Metadata-Version: 2.4
Name: pyquantile
Version: 0.2.1
Summary: A fast quantile estimator for streamed data. Produces a quantile estimate without storing any data points.
Author: Richard Smythe
License-Expression: MIT
Requires-Python: >=3.8
Description-Content-Type: text/markdown
License-File: LICENSE
Requires-Dist: numpy
Requires-Dist: pybind11
Dynamic: license-file
Dynamic: requires-python

# PyQuantile

Pyquantile's main goal is to estimate a given quantile, with next to no overhead, on streaming data. The idea is that it must satisfy these conditions:

- Provide extremely fast estimation for streaming data, suitable for real-time analytics and large-scale applications.
- Low overhead regardless of the size of the data stream, with minimal CPU usage per update.
- Optimized for maximum throughput and minimize latency.
- Achieve strong accuracy for most quantiles and distributions, with error rates that are acceptable for real-world use cases.
- Incoming datapoints in the stream cannot be stored, making the estimator ideal for environments with strict memory or privacy constraints.

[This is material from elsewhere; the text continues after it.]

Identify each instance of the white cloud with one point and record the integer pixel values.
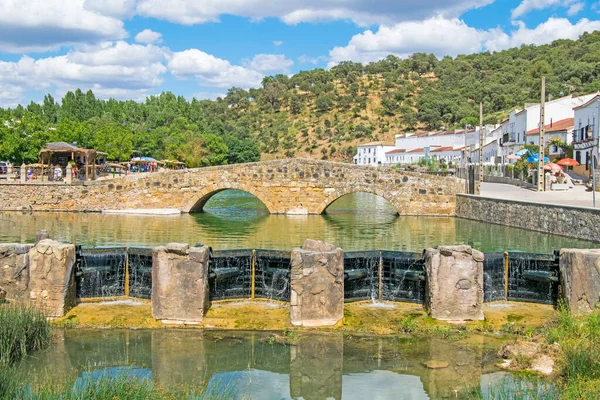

PyQuantile is a modified implementation of the P² algorithm. It dynamically estimates the p-th quantile of a stream of incoming data points without storing them, maintaining just a few markers and adjusting them as the data comes in.

So far PyQuantile demonstrates good performance characteristics for streaming quantile estimation. Memory usage remains constant (O(1)) regardless of data volume, using only about 2 MiB of base memory with no growth even after processing millions of values. Processing speed is impressive at 1.2-2.0 million values per second with consistent sub-millisecond latency (0.001-0.002ms per operation).

- Initial memory allocation only ~2.0 MiB, which is a one-time cost
- Different quantile values (0.25 to 0.99) uses the same memory
- Processing 100 values: No additional memory
- Processing 1,000 values: No additional memory
- Processing 10,000 values: No additional memory
- Processing 100,000 values: No additional memory
- Processing 1,000,000 values: Only 0.13 MiB increase

The graph below shows how PyQuantile gets more efficient with larger data sizes. Peak performance reaches about 2 million values per second at the largest data size. The latency is generally very stable regardless of the data size.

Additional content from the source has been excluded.